General Rustam Muradov, a top Russian commander in Ukraine, has been dismissed in the wake of unsuccessful Russian assaults near the eastern Ukrainian town of Vuhledar, two Defense Ministry sources told The Moscow Times.
Russian attacks on the strategic coal-mining town in January and early February resulted in heavy losses of men and equipment. In one notorious incident, dozens of Russian tanks were reportedly destroyed after being ordered to advance in single-file because of a lack of demining equipment.
The removal of Muradov, a seasoned military commander with experience in Syria and the South Caucasus, offers a rare glimpse into the internal fallout from the Russian military’s failure to achieve any significant territorial gains in its monthslong offensive in eastern Ukraine’s Donbas region.
Rumors of Muradov’s dismissal have been circulating on pro-war Russian Telegram channels in recent days, but there has been no confirmation from officials.
Russia’s Defense Ministry did not immediately respond to a request for comment from The Moscow Times.
A source in Russia’s Eastern Military District and a source in the General Staff of the Russian Armed Forces, however, said that Muradov had been formally relieved of his command of the Eastern Military District. Both sources spoke anonymously as they were not authorized to publicly speak on the matter.
It is not known whether Muradov will be appointed to another military post, nor is it clear who will replace him.
One of the sources suggested that Muradov’s resignation was directly linked to the failures around Vuhledar.
At the height of the Vuhledar offensive in February, units commanded by Muradov lost 103 pieces of military equipment over three days, including 36 tanks, according to Dutch group Oryx, which uses open-source data to track Russia’s materiel losses.
At the same time, just 20 pieces of Ukrainian military equipment, including two tanks, were destroyed.
“Muradov had the Russian military repeatedly attacking in small mechanized formations through minefields, across open terrain. And they accomplished nothing in Vuhledar,” military analyst Michael Kofman told The Moscow Times.
Influential pro-war bloggers — and even soldiers serving under Muradov — have criticized his leadership and disrespect for soldiers’ lives.
Particularly high casualty rates were reported in the 55th Guards Naval Infantry Brigade and the 40th Naval Infantry Brigade near Vuhledar.
One surviving 55th Guards Naval Infantry Brigade marine told Russia’s 7x7 regional news website in February that losses were so severe that only eight men remained in one of the unit’s companies (at full strength, each company has about 100 men). “I wish I had been taken prisoner and never returned,” he was quoted by 7x7 as saying.
The Moscow Times’ source in the Eastern Military District linked Muradov’s removal to these high casualty levels.
“Muradov was suspended because he was a mad idiot who was able to… order soldiers to go to certain death. A lot of people complained about him,” the source said.

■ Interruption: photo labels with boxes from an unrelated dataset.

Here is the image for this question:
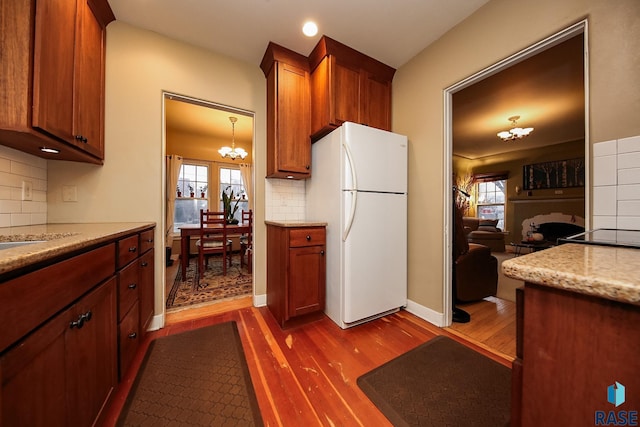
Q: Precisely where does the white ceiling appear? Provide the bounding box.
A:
[108,0,487,68]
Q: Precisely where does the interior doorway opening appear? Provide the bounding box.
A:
[443,20,590,326]
[162,92,255,318]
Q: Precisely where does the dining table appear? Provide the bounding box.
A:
[178,221,252,282]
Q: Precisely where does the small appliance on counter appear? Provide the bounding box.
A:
[558,228,640,249]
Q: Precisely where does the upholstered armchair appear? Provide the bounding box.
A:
[453,208,504,302]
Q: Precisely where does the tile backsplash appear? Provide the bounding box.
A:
[593,136,640,230]
[265,179,306,221]
[0,145,47,227]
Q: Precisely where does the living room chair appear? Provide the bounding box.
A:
[194,209,232,288]
[240,209,253,273]
[453,202,498,302]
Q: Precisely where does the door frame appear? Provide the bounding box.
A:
[442,19,591,326]
[156,90,256,328]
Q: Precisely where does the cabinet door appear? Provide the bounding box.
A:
[360,73,391,131]
[32,0,76,142]
[275,62,311,175]
[73,0,104,159]
[66,277,118,426]
[288,246,325,318]
[138,250,154,336]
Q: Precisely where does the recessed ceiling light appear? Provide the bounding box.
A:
[302,21,318,37]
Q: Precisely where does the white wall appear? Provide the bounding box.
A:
[0,145,47,227]
[593,136,640,230]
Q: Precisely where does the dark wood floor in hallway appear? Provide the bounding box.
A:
[107,298,510,426]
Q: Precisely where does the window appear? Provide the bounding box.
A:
[173,161,209,233]
[476,179,507,230]
[218,166,249,221]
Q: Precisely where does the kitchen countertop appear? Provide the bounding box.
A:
[502,243,640,305]
[0,222,155,275]
[264,220,327,227]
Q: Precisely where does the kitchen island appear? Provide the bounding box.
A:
[502,244,640,426]
[0,223,155,426]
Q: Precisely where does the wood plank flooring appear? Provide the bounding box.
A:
[105,260,515,426]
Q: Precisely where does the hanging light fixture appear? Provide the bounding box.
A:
[218,117,249,160]
[498,116,533,141]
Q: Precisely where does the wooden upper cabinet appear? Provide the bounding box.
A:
[260,43,311,179]
[0,0,115,164]
[309,36,395,140]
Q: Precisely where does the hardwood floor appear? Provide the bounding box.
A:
[100,262,515,426]
[106,298,510,426]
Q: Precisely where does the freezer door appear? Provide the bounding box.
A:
[341,191,407,323]
[341,122,408,193]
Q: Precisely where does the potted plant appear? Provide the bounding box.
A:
[222,185,240,224]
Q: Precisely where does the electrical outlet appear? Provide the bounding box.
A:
[22,181,33,200]
[62,185,78,202]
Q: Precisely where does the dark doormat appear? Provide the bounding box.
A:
[358,336,511,427]
[118,322,263,426]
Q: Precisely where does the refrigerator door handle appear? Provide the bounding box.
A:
[342,143,358,190]
[342,190,358,242]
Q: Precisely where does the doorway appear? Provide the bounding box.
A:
[162,92,255,318]
[443,20,589,326]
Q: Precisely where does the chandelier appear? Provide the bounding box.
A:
[218,117,248,160]
[498,116,533,141]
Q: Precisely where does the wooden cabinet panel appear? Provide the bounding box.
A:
[267,225,326,327]
[0,278,117,426]
[260,43,311,179]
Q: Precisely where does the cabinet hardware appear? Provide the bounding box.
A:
[69,310,92,329]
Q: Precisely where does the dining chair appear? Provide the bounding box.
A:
[194,209,232,288]
[240,210,253,273]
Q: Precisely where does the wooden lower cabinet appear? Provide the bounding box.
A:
[267,225,326,327]
[0,277,117,426]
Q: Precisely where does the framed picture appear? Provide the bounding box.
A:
[522,158,584,190]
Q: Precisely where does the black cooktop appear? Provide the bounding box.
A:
[558,228,640,248]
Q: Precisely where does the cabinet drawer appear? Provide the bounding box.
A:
[289,227,325,247]
[140,229,154,254]
[118,234,139,268]
[118,262,138,320]
[118,302,140,380]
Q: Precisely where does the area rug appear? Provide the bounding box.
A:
[117,322,263,426]
[166,256,253,309]
[357,336,511,427]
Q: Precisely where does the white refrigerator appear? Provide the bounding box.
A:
[306,122,408,329]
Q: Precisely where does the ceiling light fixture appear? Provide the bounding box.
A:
[302,21,318,37]
[218,117,248,160]
[498,116,533,141]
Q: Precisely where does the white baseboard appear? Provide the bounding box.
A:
[405,300,446,328]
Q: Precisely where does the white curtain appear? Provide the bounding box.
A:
[165,155,182,244]
[240,163,253,210]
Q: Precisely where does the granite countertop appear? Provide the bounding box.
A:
[264,220,327,227]
[502,244,640,305]
[0,222,155,274]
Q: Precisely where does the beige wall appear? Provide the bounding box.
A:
[393,0,640,313]
[48,21,267,320]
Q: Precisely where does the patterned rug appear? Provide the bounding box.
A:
[166,256,253,309]
[117,322,264,427]
[357,336,511,427]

The reversals around Vuhledar were not the only recent military defeats suffered by troops under Muradov’s command, independent Russian media outlet iStories reported last week, citing a source in the General Staff.
The successful capture of Vuhledar would have allowed the Russian army to bypass a major fortified Ukrainian area near the city of Avdiivka, which could have, in turn, facilitated a broader Russian offensive in the Donbas.
Instead, Russia’s Armed Forces have remained bogged down in heavy fighting and appear unable to achieve any significant military breakthrough.
Fierce battles continue to rage in eastern Ukraine, particularly in the city of Bakhmut, over 100 kilometers to the northeast of Vuhledar.
Appointed as head of Russia’s Eastern Military District on Oct. 5, 2022, Muradov became one of President Vladimir Putin’s most senior commanders in Ukraine. He was previously deployed as a military adviser in Syria and spent over a year in charge of a Russian peacekeeping mission in the disputed South Caucasus region of Nagorno-Karabakh.
Russian Defense Minister Sergei Shoigu made a rare trip to the frontlines in Ukraine last month to visit Muradov and some of the troops under his command.
If confirmed, the dismissal of Muradov would not be the first time Putin has dismissed commanders in Ukraine after just a few months in the job.
Chief of the General Staff Valery Gerasimov replaced General Sergei Surovikin as the head of Russia’s force in Ukraine in January — just three months after Surovikin himself was appointed.
And Mikhail Teplinsky, the head of Russia’s paratroopers, was reportedly dismissed earlier this year after serving in that position for only six months.
But reshuffling top military commanders is unlikely to deliver any significant successes in Ukraine, according to analysts.
“There are core problems with force quality, and junior leadership, that cannot be easily resolved. It is not just a matter of changing tactics,” said Kofman.
“Looking at their limited offensive potential, I don’t think the Russian military can establish sufficient advantage on any front.”